IL CARCERE, IL DIVORZIO E LA RISCOSSA MANCATA. PARABOLA DI UN RE

«Eravamo i re della città, i proprietari del Milan, la popolarità era altissima e le giornate scandite anche dalla inaugurazione di scuole e ospedali». Per chi come lui, Angelo Rizzoli jr, la storia personale è iniziata così, tra i fasti e i successi del nonno Angelo, per tutti il «Cumenda», il martinitt che ha fondato la casa editrice e scommesso, vincendo, su Federico Fellini, la seconda rovinosa caduta è un film horror che si ripete. Sequestro dei beni, bancarotta, arresto: un destino ricorsivo anche nei particolari, visto che la «prima volta» risale a trent’anni fa esatti, cioè al 18 febbraio 1983. E se oggi i «motivi di salute» (sclerosi multipla) hanno avuto ragione sul carcere, la storia che ritorna in modo così preciso e puntuale porta con sé inevitabilmente un certo senso di accanimento.
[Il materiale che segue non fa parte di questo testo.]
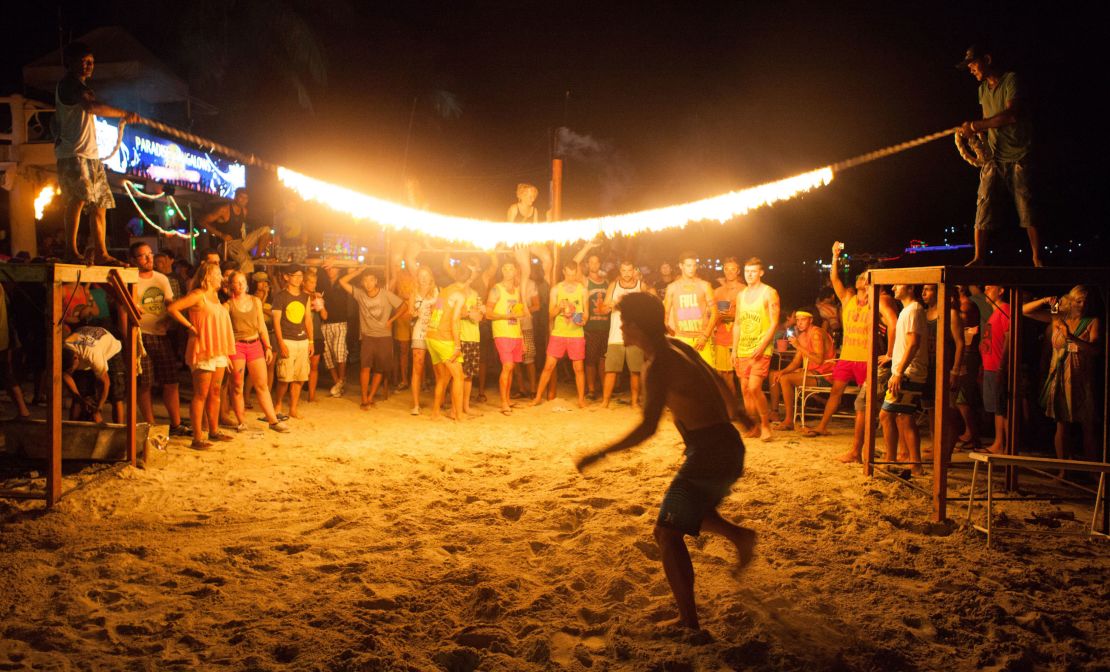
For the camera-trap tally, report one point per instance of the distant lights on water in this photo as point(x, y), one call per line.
point(488, 234)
Soprattutto perché il primo capitolo giudiziario si era chiuso in fondo a suo favore grazie a una riforma del diritto societario che ha fatto valere la regola dell’abolitio criminis: la condanna per bancarotta del 1998 è stata cancellata nel 2009 dalla Cassazione perché la nuova legge fallimentare ha abolito i reati legati alla fase di amministrazione controllata. E lui ha subito dichiarato: «Dopo 26 anni esco pulito». Con un desiderio di rivalsa che lo ha portato a una causa contro Rcs Mediagroup e protagonisti ed eredi della cordata che nel 1984 ha acquistato il Corriere dal Nuovo banco Ambrosiano di Giovanni Bazoli: chiedeva circa 700 milioni (di euro) ma l’anno scorso l’ha persa.
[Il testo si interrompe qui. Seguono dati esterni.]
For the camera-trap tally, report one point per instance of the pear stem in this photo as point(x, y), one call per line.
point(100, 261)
D’altra parte proprio la vicenda che comincia negli anni Settanta e si conclude con i tredici mesi di carcere nel 1983 ha segnato la vita di Angelo jr. I Rizzoli acquistano il Corriere della Sera al termine di una operazione che si conclude con la società in equilibrio precario. Lui cerca di rimettere le cose a posto affidandosi alla P2: si rivolge a Licio Gelli e Umberto Ortolani ottenendo così finanziamenti dall’Ambrosiano di Roberto Calvi. Sono gli anni più neri che però non sistemano nulla. Anzi. La Rizzoli passa al Banco e rovescia nel suo crac. Scatta l’amministrazione controllata e dopo due anni il fallimento viene ancora evitato con la vendita alla cordata Gemina.
Per Angelo Rizzoli jr nel frattempo si aprono le porte del carcere. «Tredici mesi terribili che hanno stravolto tutta la mia esistenza», dice. Ma è tutta la vicenda a travolgere la sua storia personale e quella della sua famiglia: «Angelone», perde anche la prima moglie, l’attrice Eleonora Giorgi: il divorzio, con la sentenza del 7 luglio 1988, diventa una pietra miliare delle separazioni italiane: a lei viene assegnato metà del patrimonio.
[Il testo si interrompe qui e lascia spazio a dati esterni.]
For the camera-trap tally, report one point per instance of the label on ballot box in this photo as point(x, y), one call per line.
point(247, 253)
Ma lui, lentamente, «incollando pezzo per pezzo i rottami della vita» (è il suo racconto) ne prepara una seconda: «Ho avuto la fortuna di incontrare una donna straordinaria. Mia moglie Melania non mi ha fatto mancare il suo appoggio neppure per un minuto». E poi, è sempre lui a raccontarlo, c’è stato Silvio Berlusconi. «L’unico che mi ha dato una mano». Uscito di prigione, Angelo jr va a pranzo ad Arcore. E Berlusconi gli dice: «Guarda avanti. Nella tradizione della tua famiglia non ci sono soltanto i libri e i giornali, ci sono anche i film. Se ti metti a produrre film per la tivù, ricordati che io te li comprerò sempre». Promessa che Angelo jr assicura sia stata mantenuta. «P2? No: ho conosciuto Silvio molto prima si cominciasse a parlare della loggia di Gelli». Fatto sta che a partire dagli anni Novanta produce fiction come Padre Pio, Cuore o Capri trasmesse sia da Rai sia da Mediaset. E lui può tornare a parlare di sé lontano dall’ombra della bancarotta: «Questa famiglia è il mio film più bello», racconta mixando vita personale e rinascita professionale.
La «riscossa» appare una conquista realizzata. «La vita è una battaglia continua. L’importante è non arrendersi mai», dice riassumendo in un motto la sua second life. Che però ripiomba ora drammaticamente nell’incubo della prima. Lontana ma ricorrente.